Prisons

The spike in cases in two jails outside Hubei – in the northern province of Shandong and Zhejiang in the east – made up most of the 258 newly confirmed Chinese infections outside the epicentre province on Friday.

Authorities said officials deemed responsible for the outbreaks had been fired and the government had sent a team to investigate the Shandong episode, media reported.

Hubei also reported 271 cases in its prisons. Provincial officials did not say when they had been diagnosed.

Data showed mainland China had 889 new confirmed cases and 118 deaths, with the most in Wuhan, which remains under virtual lockdown.

The virus has emerged in 26 countries and territories outside mainland China, killing 11 people, according to a Reuters tally.

South Korea is the latest hot spot with 100 new cases taking its total to 204, most in Daegu, a city of 2.5 million, where scores were infected in what authorities called a “super-spreading event” at a church, traced to an infected 61-year-old woman who attended services.
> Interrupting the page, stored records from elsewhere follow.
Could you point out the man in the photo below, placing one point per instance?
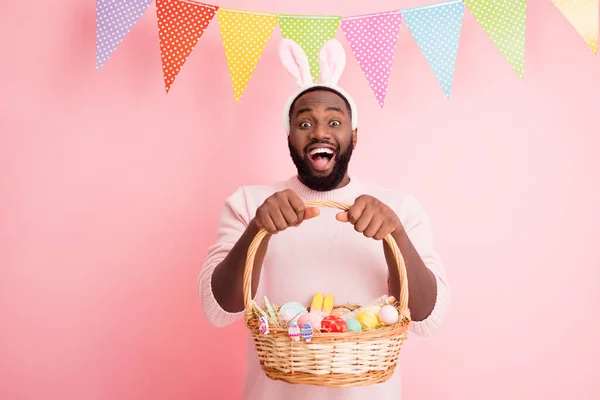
(312, 250)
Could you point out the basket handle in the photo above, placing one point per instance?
(262, 233)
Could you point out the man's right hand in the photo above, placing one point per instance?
(282, 210)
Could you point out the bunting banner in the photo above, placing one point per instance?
(311, 33)
(436, 29)
(583, 16)
(180, 26)
(114, 20)
(373, 40)
(504, 22)
(373, 37)
(245, 35)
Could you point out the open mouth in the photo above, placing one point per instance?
(321, 158)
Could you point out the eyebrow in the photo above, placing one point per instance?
(308, 109)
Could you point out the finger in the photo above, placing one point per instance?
(374, 226)
(297, 206)
(365, 219)
(355, 212)
(278, 219)
(342, 216)
(289, 214)
(382, 232)
(311, 212)
(264, 220)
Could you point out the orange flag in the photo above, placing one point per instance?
(181, 23)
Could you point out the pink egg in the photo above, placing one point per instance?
(388, 315)
(312, 319)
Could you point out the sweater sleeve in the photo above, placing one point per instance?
(233, 220)
(418, 228)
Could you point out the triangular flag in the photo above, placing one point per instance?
(114, 20)
(311, 33)
(181, 23)
(504, 22)
(373, 40)
(583, 15)
(245, 35)
(436, 29)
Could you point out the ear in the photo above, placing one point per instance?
(294, 59)
(332, 60)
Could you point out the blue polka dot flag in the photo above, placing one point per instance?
(114, 20)
(436, 29)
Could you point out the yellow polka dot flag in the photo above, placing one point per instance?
(245, 35)
(583, 15)
(311, 33)
(504, 22)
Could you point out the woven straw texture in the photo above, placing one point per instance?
(329, 359)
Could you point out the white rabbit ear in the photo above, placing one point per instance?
(332, 60)
(294, 59)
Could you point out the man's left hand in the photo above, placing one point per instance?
(371, 217)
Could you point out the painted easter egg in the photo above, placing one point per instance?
(333, 324)
(307, 332)
(294, 331)
(340, 312)
(367, 319)
(312, 319)
(353, 325)
(290, 312)
(373, 309)
(388, 315)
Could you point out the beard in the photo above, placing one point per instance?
(321, 183)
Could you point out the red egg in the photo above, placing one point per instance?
(332, 323)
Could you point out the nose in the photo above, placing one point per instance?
(320, 132)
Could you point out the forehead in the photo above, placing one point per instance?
(320, 99)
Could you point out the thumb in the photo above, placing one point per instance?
(342, 216)
(311, 212)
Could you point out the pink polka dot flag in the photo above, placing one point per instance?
(373, 40)
(180, 26)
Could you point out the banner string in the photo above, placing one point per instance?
(198, 3)
(372, 15)
(435, 5)
(309, 16)
(246, 12)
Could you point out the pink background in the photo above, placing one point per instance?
(110, 191)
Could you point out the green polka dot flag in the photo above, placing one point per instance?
(311, 33)
(504, 22)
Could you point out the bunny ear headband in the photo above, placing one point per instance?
(332, 60)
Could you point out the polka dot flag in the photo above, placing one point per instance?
(583, 15)
(180, 26)
(373, 40)
(245, 35)
(311, 33)
(504, 22)
(114, 20)
(436, 30)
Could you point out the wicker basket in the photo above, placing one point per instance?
(329, 359)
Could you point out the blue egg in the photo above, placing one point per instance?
(353, 325)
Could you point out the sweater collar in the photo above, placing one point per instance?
(345, 193)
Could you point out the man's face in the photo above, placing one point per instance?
(321, 139)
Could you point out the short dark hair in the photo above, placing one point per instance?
(314, 89)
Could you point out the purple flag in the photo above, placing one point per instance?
(114, 20)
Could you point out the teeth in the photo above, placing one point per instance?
(321, 150)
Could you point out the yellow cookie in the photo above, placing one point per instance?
(328, 304)
(317, 303)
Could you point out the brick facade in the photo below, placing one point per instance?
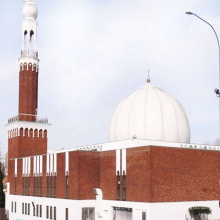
(154, 174)
(28, 92)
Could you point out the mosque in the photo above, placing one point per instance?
(147, 171)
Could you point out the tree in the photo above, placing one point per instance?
(2, 194)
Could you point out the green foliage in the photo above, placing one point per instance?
(2, 194)
(196, 212)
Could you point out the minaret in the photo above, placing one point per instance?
(28, 77)
(27, 133)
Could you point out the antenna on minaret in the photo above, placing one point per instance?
(148, 78)
(29, 29)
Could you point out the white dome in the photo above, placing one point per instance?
(29, 10)
(150, 113)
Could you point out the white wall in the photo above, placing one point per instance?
(155, 211)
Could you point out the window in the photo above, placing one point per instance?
(143, 215)
(118, 186)
(25, 208)
(122, 213)
(37, 210)
(124, 186)
(51, 212)
(40, 210)
(47, 212)
(34, 211)
(54, 213)
(40, 186)
(88, 213)
(67, 214)
(22, 208)
(28, 208)
(67, 187)
(48, 183)
(15, 185)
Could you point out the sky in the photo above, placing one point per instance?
(93, 53)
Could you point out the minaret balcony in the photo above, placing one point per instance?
(29, 53)
(28, 117)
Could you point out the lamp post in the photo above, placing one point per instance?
(217, 92)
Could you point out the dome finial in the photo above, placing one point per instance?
(148, 78)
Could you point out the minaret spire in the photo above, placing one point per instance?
(28, 76)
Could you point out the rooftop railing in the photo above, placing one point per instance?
(28, 117)
(29, 53)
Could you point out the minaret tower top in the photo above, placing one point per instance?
(29, 29)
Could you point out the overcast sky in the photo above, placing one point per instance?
(93, 53)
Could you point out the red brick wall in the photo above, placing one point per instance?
(154, 174)
(28, 92)
(61, 175)
(108, 174)
(88, 174)
(184, 174)
(138, 174)
(73, 175)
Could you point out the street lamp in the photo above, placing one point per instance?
(217, 92)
South Korean officials designated Daegu and neighbouring Cheongdo county as special care zones where additional medical staff and isolation facilities will be deployed. Malls, restaurants and streets in the city were largely empty with the mayor calling the outbreak an “unprecedented crisis”.

Another centre of infection has been the Diamond Princess cruise ship held under quarantine in Japan since Feb. 3 Prisons.

Japan reported the deaths of two elderly passengers on Thursday, the first fatalities from aboard the ship where more than 630 cases account for the biggest cluster of infection outside China.

A plane carrying 129 Canadians evacuated from the ship has landed in Ontario, Canadian Foreign Minister Francois-Philippe Champagne said on Friday. All repatriated passengers on the chartered flight had tested negative, CBC News said.

In the Iranian city of Qom, state TV showed voters in the parliamentary election wearing surgical masks.

The country confirmed 13 new cases, two of whom had died. Most have been in Qom, a Shi’ite Muslim holy city where health officials on Thursday called for all religious gatherings to be suspended.

Fears of contagion triggered violence in Ukraine, where residents of a town clashed with police, burned tires and hurled projectiles at a convoy of buses carrying evacuees from Hubei to a quarantine centre.